Dry bulk iron ore freight market exhibits mixed trends

  • Pacific rates stay firm on firmer tonnage demand
  • Inquiries drop in Atlantic basin with few fixtures at lower levels

Dry bulk iron ore freight rates showed mixed movement this week, firming on Australia-China and India-China routes, while easing on Brazil-China and South Africa-China lanes, underscoring contrasting demand-supply dynamics across basins.

Positive sentiment in the Pacific basin strengthened on the back of rising cargo demand, while freight derivatives also posted healthy gains during Asian trading hours, according to sources.

In the Pacific, a surge in fresh iron ore orders from operators and traders continued to support market confidence. Additionally, Western Australia mining majors, including BHP and Rio Tinto, were actively seeking vessels through the week, further boosting tonnage demand.

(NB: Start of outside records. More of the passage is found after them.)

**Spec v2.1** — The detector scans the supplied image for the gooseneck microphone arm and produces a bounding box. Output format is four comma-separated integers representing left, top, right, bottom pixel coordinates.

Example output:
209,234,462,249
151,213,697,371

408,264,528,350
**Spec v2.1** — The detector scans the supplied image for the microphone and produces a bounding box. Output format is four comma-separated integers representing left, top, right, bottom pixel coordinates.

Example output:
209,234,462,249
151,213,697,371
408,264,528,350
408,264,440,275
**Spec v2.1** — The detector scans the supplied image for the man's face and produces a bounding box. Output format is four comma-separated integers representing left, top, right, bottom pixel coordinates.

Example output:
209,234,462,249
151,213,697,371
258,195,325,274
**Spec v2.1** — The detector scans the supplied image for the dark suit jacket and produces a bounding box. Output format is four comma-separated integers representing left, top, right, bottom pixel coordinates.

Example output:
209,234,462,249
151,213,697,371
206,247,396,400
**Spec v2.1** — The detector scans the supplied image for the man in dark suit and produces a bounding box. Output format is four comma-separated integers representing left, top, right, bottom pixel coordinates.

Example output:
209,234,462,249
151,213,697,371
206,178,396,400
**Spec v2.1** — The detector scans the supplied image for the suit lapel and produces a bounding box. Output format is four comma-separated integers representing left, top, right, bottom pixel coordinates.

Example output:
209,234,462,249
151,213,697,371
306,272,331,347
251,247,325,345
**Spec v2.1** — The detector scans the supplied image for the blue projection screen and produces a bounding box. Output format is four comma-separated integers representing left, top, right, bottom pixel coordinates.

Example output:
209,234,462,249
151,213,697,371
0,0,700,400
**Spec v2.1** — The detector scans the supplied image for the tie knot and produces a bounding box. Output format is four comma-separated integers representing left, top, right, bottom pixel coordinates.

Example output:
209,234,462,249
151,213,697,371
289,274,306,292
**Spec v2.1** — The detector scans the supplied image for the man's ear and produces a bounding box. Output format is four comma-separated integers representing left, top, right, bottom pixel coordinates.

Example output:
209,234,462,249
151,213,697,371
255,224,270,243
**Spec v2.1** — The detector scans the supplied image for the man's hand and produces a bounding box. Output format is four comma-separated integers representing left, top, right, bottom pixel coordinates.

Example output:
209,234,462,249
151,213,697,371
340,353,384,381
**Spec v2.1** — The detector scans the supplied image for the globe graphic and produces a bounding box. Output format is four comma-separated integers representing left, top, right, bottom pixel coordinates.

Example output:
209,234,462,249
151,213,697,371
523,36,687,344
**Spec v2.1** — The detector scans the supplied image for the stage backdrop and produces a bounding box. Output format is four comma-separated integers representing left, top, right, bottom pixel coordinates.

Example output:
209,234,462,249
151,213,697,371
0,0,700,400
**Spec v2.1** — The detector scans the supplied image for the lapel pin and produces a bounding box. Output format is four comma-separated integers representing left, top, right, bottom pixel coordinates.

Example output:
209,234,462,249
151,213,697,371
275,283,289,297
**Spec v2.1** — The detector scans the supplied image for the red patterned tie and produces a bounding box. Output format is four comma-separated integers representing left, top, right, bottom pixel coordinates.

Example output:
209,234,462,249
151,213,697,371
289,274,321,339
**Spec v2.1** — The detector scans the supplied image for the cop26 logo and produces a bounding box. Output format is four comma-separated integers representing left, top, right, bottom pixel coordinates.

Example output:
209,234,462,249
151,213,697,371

However, Atlantic activity remained largely muted during Asian trading hours this week, with minimal fixtures reported. BigMint data indicates only one fixture each was recorded on the South Africa-China and Brazil-China routes.

Route-wise updates

  • India (Paradip)-China (Qingdao), Supramax: Freights for Supramax vessels from the Indian Ocean to China witnessed an increase w-o-w by $0.36/dry metric tonne (dmt) to $12.30/dmt. The market is firming as iron ore traders rush to sell and export cargoes following news of a potential 30% export duty on low-grade iron ore from early October, a Mumbai-based shipbroker told BigMint.
  • Australia (Port Hedland)-China (Qingdao), Capesize: Capesize freights for iron ore shipments from Western Australia to China continued to trend upward by $0.03/dmt w-o-w to $10.52/dmt. With fundamentals favouring sellers, shipowners initially quoted above $10.55/dmt on the Australia-China route. However, optimism faded in late Asian trading hours, with both bids and offers easing to around $10.20-10.40/dmt.
  • Brazil (Tubarao)-China (Qingdao), Capesize: Capesize freights for Brazil to China shipments, on contrary, witnessed a drop of $0.58/dmt w-o-w, settling at $23.84/dmt. On the Tubarao-Qingdao route, only one fixture was reported this week at around $24.25/dmt. The modest decline contrasts with firmer Pacific basin rates, underscoring divergent demand-supply dynamics across regions. Traders stayed cautious amid prevailing uncertainty, with fixture activity notably lower than the previous week.
  • South Africa (Saldanha Bay)-China (Qingdao), Capesize: Capesize freights from Saldanha Bay to Qingdao followed the suit and edged lower by $0.08/dmt w-o-w, settling at $18.38/dmt. Freight levels on the South Africa-China route moderated this week, with activity relatively subdued with only one fixture reported at around $17.68/dmt.

Market highlights

  • Baltic index hits over 2-month high: The Baltic Exchange’s main dry bulk sea freight index rose further w-o-w on 17 September driven by higher rates across all vessel segments. The overall index increased around 75 points w-o-w to 2,154, with the Capesize index rising sharply by around 173 points w-o-w to 3,189. Additionally, the Supramax segment also increased by 18 points w-o-w to 1,491.
  • DCE iron ore futures drop on supply concerns: Iron ore futures on the Dalian Commodity Exchange (DCE) for the January 2026 contract increased marginally by around RMB 0.5/t ($0.1/t) to RMB 804.5/t ($113/t) on 17 September. DCE iron ore futures edged lower this week as weak steel mill demand, rising portside inventories, and cautious buying sentiment outweighed support from relatively steady seaborne cargo activity. Market participants noted that uncertainty around Chinese steel output controls and tepid downstream consumption further pressured futures.

Outlook

In the near term, dry bulk iron ore freight rates are likely to remain range-bound, with Pacific basin routes such as Australia–China and India–China supported by steady cargo flows and active chartering by miners. Sentiment may also draw some strength from derivative gains and sustained vessel demand in Asian trading hours.

Conversely, Atlantic basin routes, including Brazil-China and South Africa-China, could face continued pressure amid muted fixture activity and limited cargo availability. Overall, divergent regional dynamics are expected to keep the market mixed, with Pacific routes showing relative firmness while Atlantic routes remain subdued.